Oppure, in un momento discendente della loro carriera, cantare davanti a 60 discografici e giornalisti snob e annoiati, alloggiare in un hotel squallido per ex rockstar e far medicare il piede rotto in uno scatto d’ira (di Ben) da un dottore che fuma una sigaretta dopo l’altra. Motivi per amarla, a parte la voce? Il rigore, l’onestà e l’entusiasmo. Il suo timbro è malinconico, ma Tracey detesta le operazioni nostalgia.
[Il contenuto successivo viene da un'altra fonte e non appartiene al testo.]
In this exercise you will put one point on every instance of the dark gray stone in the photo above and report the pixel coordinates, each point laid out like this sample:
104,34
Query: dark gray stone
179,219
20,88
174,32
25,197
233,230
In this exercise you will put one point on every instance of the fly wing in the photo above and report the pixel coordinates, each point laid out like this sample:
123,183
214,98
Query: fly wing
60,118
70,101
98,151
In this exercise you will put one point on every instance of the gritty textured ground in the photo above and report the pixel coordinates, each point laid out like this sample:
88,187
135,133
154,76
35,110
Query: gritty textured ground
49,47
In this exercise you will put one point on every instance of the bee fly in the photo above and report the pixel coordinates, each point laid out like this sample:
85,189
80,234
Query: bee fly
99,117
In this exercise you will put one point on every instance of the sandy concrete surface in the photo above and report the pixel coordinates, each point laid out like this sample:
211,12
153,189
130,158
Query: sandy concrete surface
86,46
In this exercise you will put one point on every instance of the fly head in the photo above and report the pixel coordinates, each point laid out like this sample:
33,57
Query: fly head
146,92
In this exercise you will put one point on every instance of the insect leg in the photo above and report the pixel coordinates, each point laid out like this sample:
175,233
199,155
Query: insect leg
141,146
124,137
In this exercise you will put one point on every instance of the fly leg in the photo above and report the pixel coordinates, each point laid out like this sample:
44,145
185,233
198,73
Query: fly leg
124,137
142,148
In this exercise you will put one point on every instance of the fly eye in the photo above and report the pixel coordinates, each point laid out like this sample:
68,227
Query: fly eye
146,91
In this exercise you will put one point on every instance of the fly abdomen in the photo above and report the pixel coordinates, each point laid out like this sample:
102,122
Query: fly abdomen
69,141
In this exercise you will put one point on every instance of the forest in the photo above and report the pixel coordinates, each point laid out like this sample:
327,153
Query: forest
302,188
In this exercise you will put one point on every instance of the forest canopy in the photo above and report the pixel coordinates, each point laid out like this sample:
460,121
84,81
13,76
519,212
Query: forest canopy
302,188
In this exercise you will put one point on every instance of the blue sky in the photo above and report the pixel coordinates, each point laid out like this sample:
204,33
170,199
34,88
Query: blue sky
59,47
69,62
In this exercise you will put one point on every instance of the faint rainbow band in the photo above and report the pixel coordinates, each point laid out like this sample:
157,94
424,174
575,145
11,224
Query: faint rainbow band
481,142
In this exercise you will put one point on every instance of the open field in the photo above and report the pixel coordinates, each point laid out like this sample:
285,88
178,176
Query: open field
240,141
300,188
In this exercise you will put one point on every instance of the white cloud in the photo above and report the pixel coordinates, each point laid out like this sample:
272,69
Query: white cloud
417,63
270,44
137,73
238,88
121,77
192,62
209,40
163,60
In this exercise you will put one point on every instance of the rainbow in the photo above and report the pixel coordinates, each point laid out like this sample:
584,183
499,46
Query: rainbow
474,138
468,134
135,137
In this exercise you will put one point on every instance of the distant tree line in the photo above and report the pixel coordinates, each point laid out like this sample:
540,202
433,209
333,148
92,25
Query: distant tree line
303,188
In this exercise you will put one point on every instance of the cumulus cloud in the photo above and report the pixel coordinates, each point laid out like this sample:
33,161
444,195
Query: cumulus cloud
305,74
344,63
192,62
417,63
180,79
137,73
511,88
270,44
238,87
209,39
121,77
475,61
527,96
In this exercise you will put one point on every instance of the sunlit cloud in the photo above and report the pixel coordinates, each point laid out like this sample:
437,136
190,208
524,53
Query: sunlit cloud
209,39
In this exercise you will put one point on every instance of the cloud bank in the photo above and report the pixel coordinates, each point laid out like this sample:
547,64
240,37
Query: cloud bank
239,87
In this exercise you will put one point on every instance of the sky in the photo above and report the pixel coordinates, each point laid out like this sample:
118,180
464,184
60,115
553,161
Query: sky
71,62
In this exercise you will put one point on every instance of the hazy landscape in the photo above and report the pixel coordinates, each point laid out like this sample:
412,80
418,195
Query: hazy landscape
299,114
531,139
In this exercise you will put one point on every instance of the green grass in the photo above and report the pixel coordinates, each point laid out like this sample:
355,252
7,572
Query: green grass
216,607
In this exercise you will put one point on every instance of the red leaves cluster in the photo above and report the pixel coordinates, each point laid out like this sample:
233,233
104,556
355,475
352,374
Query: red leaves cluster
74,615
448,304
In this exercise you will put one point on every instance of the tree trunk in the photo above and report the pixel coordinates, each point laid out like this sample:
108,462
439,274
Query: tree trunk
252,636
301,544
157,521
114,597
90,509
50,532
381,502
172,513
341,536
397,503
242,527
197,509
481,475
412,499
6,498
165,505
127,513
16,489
Ha fatto eccezione per Patti Smith, una delle cantanti con cui condivide buona parte dell’estensione vocale, quando il 25 giugno 2005 è andata alla Royal Festival Hall per sentirla cantare dal vivo Horses: quando ha attaccato «Jesus died for somebody’s sins but not mine», Tracey è tornata adolescente nella sua cameretta dalla pareti arancioni, come se il vinile girasse ancora sotto la puntina del giradischi Dansette.
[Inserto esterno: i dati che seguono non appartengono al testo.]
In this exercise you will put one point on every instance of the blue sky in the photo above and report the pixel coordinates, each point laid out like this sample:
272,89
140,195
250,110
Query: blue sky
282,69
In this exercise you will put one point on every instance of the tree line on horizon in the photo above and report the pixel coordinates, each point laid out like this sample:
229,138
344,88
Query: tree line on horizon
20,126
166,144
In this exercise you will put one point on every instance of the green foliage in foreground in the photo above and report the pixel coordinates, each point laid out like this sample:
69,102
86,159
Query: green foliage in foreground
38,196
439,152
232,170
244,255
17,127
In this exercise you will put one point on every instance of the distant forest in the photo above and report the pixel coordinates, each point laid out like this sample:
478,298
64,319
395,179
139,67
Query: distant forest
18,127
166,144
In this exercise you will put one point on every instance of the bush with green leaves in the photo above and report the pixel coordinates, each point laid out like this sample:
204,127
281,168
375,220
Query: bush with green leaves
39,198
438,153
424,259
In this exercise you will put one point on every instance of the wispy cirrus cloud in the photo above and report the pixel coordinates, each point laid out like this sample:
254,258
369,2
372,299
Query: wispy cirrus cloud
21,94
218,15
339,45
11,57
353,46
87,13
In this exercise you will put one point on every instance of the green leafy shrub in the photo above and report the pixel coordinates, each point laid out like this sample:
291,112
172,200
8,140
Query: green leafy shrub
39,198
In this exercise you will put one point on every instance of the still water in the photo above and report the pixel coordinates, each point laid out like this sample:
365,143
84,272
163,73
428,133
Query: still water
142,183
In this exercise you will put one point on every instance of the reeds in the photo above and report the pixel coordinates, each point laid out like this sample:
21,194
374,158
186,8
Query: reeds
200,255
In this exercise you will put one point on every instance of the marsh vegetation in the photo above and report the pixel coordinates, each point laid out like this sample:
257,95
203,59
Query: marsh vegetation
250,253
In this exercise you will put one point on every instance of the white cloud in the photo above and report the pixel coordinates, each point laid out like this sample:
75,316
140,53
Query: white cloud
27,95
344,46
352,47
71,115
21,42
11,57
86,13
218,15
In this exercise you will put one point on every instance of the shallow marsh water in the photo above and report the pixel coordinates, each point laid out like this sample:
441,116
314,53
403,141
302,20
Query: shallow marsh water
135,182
Solo lei ha scritto una canzone su un argomento troppo a lungo ignorato dal pop – la menopausa (Hormons) – e un’altra per i suoi idoli musicali: Terry Hall, Edwyn Collins e Siouxsie Sioux (Hands Up to the Ceiling). Entrambe, e molte altre, sono appena state raccolte in Solo: Songs and Collaborations 1982 – 2015, doppia antologia che abbraccia la sua carriera solista e le numerose collaborazioni.  Anche in questo caso, non manca il filo narrativo, che sta tutto nella prima parola, solo: in libera uscita dal lavoro regolare in duo, o seduta al posto guidatore, lei che non ha mai preso la patente.